Varèse bases his music on the so-called "duodecuple system," using the twelve notes of the octave un-trammeled by any feeling of tonality. But he has perceived unconsciously the only philosophical justification of such a system and thus appears as an heir to the old Chinese musicians who built their scales with material derived from an ascending succession of fifths. The initial theme of Varèse's work (may I say its thread-like quality, as it is truly like Ariadne's thread running throughout the mazes of the work), shows this most plainly, as it is built exclusively upon the 6 first fifths (C, G, D, A, E, B.) These six first fifth form the hexachord, which was in use in all occult musical systems of old, representing as it does the six cosmic types, or rays, the higher and lower triads of human principles, or natures-the seventh one being the octave note of the first. The fa did not belong to the scale because it was the keynote of physical nature, the fourth below.

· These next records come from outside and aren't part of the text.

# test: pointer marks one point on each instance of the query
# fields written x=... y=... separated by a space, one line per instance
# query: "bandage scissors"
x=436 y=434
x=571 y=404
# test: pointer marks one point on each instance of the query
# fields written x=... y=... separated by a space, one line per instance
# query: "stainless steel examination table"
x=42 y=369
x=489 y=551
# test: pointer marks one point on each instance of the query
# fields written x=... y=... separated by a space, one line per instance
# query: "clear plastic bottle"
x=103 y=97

This hexachordal system is an essentially joyous one, because it has a powerful intrinsical ascension-ality; thus it is a fit basis for a work which is essentially Dionysiac, and full of the intoxicating power of life. It is not exuberant; it is not emotional; nor has it the human appeal of "Tristan and Isolde," for instance. It is cosmic, in that it is essentially a force that gloriously goes on, and on, with the serene certitude and joy of simply being. It is not "mental" in the sense that it expresses the tragedies and struggles of mind. It is mental only in that it controls life and is not immersed in it. A better word would be "magical," in the highest sense of the word, and the work might be called "Creation" — because it really expresses the inner glory and fecundity of the creators moulding cosmic matter, of the sculptor modeling the heavy, inner rich clay, organizing volumes according to the rhythmical impulse of his inner life-energy.

And that is truly the expression of the great power which is the fire of the creative soul, the power that gives birth, that is sex, below and above conscious self-recreation, the crude fire of Martian emotion and the pure fire of Uranian intuition.

"Ameriques" expresses the first days of the Creation, the creation of matter, the birth of cosmic, human, racial nebulae; thus the title is fitting as America is the nebula, the chaos out of which a new racial entity will be evolved. We may say that "Ameriques" is the first intrinsically American musical work produced, the first symphony in which we truly hear the voice of America today. Later, works will be created which will express more the soul, the spiritual individuality, of the twentieth century, which will harmonize the creative power of Stravinsky and the subtle spiritualizing fire of Scriabin. They are bound to come, and it does not make any difference who will write them. Such things as "Ameriques" and the creations to come, do not belong to any one man. They are the collective expressions of this century.